In one instance, a persistent caking problem threatened a customer’s tablet manufacturing campaign. Our joint team studied batch samples, adjusted the anti-caking agent blend, changed fill rates, and shifted storage temperature thresholds, ultimately overcoming the challenge together. These day-to-day technical discussions do more than satisfy client requests; they shape how we plan and resource future manufacturing campaigns.

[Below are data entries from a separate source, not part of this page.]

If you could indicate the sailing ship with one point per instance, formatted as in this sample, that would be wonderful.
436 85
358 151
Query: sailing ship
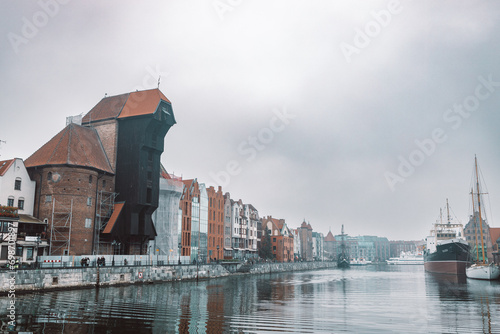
447 251
343 257
481 269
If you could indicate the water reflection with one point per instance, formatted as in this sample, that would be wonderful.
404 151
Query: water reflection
383 299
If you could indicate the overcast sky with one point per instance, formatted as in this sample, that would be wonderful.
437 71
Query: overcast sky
362 113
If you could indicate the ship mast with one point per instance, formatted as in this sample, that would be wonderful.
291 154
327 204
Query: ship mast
475 222
448 211
479 208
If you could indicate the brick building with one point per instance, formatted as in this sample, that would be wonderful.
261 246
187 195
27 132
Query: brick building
281 239
190 206
71 170
215 223
98 182
306 242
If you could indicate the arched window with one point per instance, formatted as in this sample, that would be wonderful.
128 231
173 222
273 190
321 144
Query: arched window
17 184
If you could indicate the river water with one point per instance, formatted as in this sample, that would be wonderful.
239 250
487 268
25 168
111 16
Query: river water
370 299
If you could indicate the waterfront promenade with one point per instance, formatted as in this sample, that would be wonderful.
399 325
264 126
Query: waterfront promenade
72 277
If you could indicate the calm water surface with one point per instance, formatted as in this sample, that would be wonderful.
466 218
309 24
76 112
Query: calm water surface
371 299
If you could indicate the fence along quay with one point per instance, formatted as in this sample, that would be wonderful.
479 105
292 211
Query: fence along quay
69 272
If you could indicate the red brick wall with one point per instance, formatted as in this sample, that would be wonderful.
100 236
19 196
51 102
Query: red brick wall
108 133
215 223
71 189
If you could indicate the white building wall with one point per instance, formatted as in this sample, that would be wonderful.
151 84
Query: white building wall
27 192
166 219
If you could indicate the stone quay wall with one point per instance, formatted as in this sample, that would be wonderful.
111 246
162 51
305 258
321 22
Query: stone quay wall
83 277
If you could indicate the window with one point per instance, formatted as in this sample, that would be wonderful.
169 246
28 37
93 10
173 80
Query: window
17 184
29 253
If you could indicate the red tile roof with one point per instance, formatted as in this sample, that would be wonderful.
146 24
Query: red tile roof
163 172
75 145
5 165
495 234
329 236
126 105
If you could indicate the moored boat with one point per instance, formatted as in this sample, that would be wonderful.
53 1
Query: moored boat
447 252
343 257
360 262
481 269
407 258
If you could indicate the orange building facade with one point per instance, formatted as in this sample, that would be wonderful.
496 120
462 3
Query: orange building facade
281 239
215 223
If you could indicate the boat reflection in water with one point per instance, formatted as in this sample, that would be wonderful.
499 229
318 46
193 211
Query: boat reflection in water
460 297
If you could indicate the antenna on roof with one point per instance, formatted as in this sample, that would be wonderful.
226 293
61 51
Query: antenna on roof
2 141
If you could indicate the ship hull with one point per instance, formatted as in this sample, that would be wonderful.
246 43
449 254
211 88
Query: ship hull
486 272
450 258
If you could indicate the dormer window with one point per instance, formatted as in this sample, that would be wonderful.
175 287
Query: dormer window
17 184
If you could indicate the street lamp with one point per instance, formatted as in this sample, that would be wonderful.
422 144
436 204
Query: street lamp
114 244
36 258
180 245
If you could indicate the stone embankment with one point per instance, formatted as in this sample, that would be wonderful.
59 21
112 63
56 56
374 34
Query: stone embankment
82 277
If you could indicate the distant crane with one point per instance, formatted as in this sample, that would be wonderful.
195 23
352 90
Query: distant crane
2 141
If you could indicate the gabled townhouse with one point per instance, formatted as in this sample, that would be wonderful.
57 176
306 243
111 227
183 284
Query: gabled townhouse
252 236
318 246
16 187
228 218
215 223
281 239
239 230
296 244
17 194
330 247
472 233
306 242
190 205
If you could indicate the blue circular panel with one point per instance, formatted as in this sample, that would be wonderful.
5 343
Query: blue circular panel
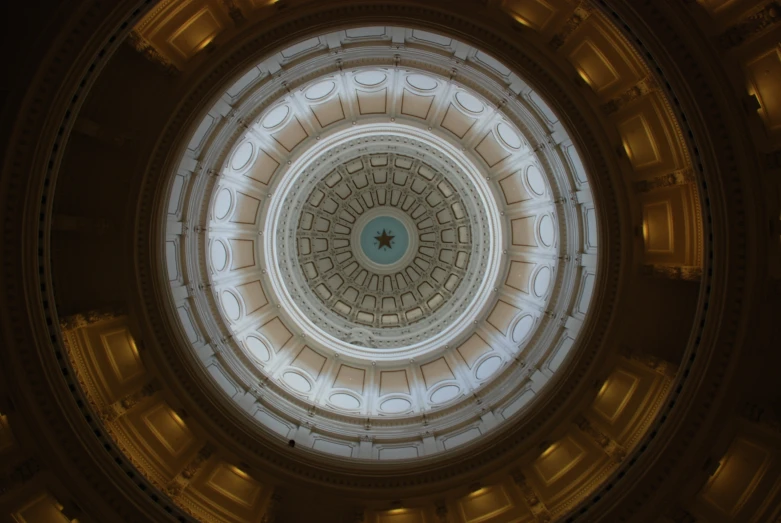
384 240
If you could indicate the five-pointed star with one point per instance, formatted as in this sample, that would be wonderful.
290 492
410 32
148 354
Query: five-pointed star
384 240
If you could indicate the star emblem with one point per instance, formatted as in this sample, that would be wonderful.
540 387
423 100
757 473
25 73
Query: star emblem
384 240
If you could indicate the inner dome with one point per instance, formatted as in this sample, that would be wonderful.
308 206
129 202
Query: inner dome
393 261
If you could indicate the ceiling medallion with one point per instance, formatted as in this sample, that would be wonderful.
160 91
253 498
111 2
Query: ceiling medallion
382 247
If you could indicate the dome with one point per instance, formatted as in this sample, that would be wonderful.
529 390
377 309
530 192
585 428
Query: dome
390 262
386 247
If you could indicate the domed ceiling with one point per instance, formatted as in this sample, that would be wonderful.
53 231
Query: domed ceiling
392 249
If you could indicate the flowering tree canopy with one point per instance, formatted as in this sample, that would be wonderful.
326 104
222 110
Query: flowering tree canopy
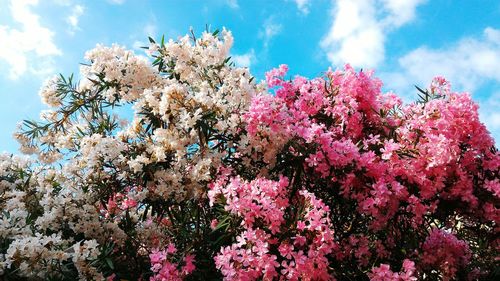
216 176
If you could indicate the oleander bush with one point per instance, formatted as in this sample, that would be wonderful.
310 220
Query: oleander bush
181 166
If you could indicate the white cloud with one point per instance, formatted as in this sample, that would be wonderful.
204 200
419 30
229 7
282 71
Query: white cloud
245 60
467 64
150 29
489 113
74 18
20 48
117 2
270 29
303 6
359 29
233 4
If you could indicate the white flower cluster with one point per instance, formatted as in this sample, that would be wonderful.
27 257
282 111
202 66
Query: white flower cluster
187 114
48 92
127 74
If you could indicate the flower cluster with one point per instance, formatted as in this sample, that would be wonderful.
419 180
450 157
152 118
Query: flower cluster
166 270
179 166
444 252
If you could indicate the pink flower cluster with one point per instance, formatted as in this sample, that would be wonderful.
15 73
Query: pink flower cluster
292 247
259 200
399 164
165 269
445 252
384 272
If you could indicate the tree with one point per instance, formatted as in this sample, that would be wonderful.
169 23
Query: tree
216 176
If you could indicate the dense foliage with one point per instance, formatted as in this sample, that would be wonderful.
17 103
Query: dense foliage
218 177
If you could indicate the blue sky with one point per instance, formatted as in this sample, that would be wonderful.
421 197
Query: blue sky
406 41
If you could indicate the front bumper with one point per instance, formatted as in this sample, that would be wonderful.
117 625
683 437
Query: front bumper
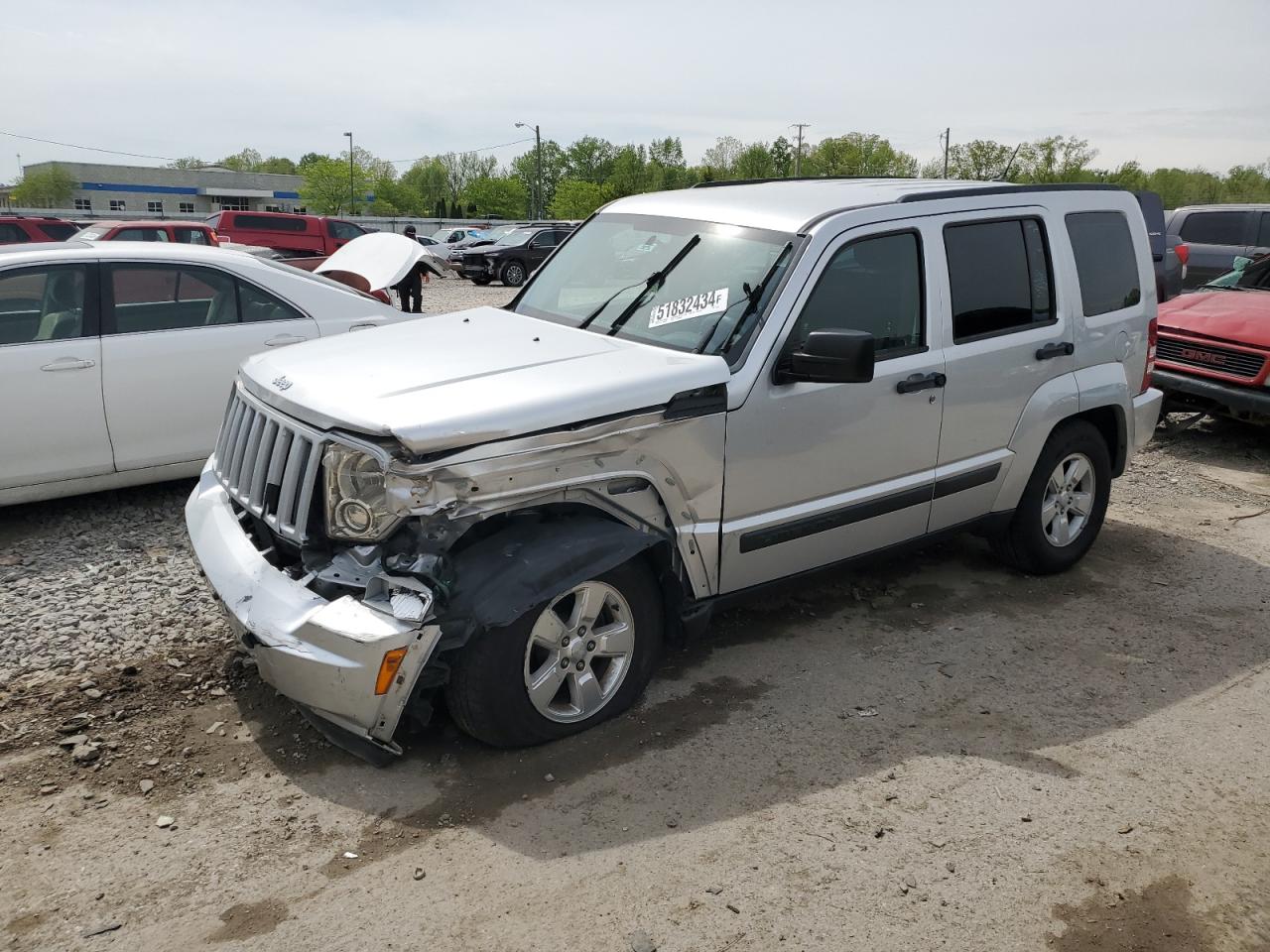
322 654
1146 416
1234 398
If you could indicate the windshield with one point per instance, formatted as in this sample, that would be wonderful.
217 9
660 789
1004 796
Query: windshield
611 273
517 236
1247 276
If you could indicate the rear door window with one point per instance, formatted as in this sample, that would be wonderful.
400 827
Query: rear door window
155 298
42 303
1000 277
1105 263
1214 227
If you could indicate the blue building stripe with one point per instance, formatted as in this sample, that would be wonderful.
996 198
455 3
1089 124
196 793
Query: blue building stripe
153 189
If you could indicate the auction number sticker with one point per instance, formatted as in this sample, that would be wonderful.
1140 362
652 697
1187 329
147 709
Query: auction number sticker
689 307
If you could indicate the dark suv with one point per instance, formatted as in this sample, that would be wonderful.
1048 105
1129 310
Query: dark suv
17 229
1218 234
513 257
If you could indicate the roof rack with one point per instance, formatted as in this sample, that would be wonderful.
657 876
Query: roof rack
978 190
721 182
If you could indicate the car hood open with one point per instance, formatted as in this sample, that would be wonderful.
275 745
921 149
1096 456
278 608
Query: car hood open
457 380
1238 316
380 259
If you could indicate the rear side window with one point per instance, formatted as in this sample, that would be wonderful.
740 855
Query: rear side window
264 222
1214 229
41 303
1000 277
873 285
1105 263
171 298
58 231
140 235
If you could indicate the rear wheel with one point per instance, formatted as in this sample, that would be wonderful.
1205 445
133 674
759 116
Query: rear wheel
1064 504
513 275
563 666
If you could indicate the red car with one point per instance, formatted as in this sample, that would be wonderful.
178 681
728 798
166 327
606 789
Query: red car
189 232
1214 347
294 235
17 229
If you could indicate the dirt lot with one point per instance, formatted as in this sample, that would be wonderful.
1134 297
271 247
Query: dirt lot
925 754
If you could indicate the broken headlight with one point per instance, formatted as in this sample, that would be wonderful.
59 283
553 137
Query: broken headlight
357 507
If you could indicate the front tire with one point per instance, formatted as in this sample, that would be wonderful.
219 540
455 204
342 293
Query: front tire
1064 504
567 665
513 275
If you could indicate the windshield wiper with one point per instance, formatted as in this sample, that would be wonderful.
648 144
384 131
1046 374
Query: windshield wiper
752 298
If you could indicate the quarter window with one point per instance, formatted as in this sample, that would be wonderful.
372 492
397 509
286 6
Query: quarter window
160 298
1213 229
874 285
1000 277
1105 262
41 303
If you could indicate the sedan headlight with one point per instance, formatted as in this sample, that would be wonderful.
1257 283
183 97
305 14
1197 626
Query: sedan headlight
357 507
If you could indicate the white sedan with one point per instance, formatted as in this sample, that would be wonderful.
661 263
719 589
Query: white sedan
117 358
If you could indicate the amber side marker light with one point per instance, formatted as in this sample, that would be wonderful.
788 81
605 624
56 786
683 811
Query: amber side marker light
388 669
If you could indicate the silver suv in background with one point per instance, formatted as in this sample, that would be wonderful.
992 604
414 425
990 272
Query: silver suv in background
699 393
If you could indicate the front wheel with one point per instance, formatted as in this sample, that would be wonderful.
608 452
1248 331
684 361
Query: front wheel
579 658
513 275
1064 504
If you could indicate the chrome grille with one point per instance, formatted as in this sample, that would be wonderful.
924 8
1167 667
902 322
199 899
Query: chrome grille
1219 359
268 463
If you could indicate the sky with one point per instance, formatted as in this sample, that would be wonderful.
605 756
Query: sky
1164 82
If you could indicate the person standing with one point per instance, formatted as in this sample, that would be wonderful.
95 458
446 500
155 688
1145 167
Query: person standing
411 287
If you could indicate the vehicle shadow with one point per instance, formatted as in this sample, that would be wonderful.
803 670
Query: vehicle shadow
835 678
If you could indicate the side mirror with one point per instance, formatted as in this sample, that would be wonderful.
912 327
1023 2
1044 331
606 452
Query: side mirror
832 356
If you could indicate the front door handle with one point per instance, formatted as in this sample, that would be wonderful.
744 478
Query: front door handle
68 363
921 381
1065 349
284 339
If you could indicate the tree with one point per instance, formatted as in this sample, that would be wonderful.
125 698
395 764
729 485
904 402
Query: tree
497 195
858 154
754 163
45 188
721 157
576 199
326 185
783 157
589 159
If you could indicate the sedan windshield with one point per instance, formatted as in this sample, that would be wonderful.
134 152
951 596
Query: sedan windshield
672 282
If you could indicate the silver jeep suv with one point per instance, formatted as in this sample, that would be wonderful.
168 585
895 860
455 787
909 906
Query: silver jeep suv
698 393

Industry conferences, peer-reviewed journals, and customer site visits broaden our understanding of best practices. Benchmarking against international standards helps us challenge internal assumptions about what works and what could be better. For instance, we have observed that some regional producers tolerate broader impurity profiles, but extended stability studies reveal those out-of-spec lots create headaches later for buyers seeking regulatory approval. The long-term mindset underpins how we build not just one-off batches, but enduring supply relationships.
Open exchanges with other manufacturers uncovered subtle differences in batch reproducibility tied to everything from equipment age to minor changes in solvent recovery. We keep a running archive of plant findings—both our own and shared insights from others—which informs both process tweaks and how we decide which equipment to upgrade or retire.
People developing drugs or specialty materials count on more than lab-scale curiosity. Consistent manufacturing, process transparency, and open lines of communication make all the difference in trouble-free projects. Over decades of work, customer trust does not come from promises, but from repeatedly delivering exactly the compound needed, the way it is needed, year after year.
For 2-Amino-7-(1-methylethyl)-5-oxo-5H-[1]benzopyrano[2,3-b]pyridine-3-carboxylic acid, each large-scale batch produced is the result of hundreds of hands-on hours, detailed observations, quality-driven decision-making, and active customer support that doesn’t stop after the box leaves our loading bay.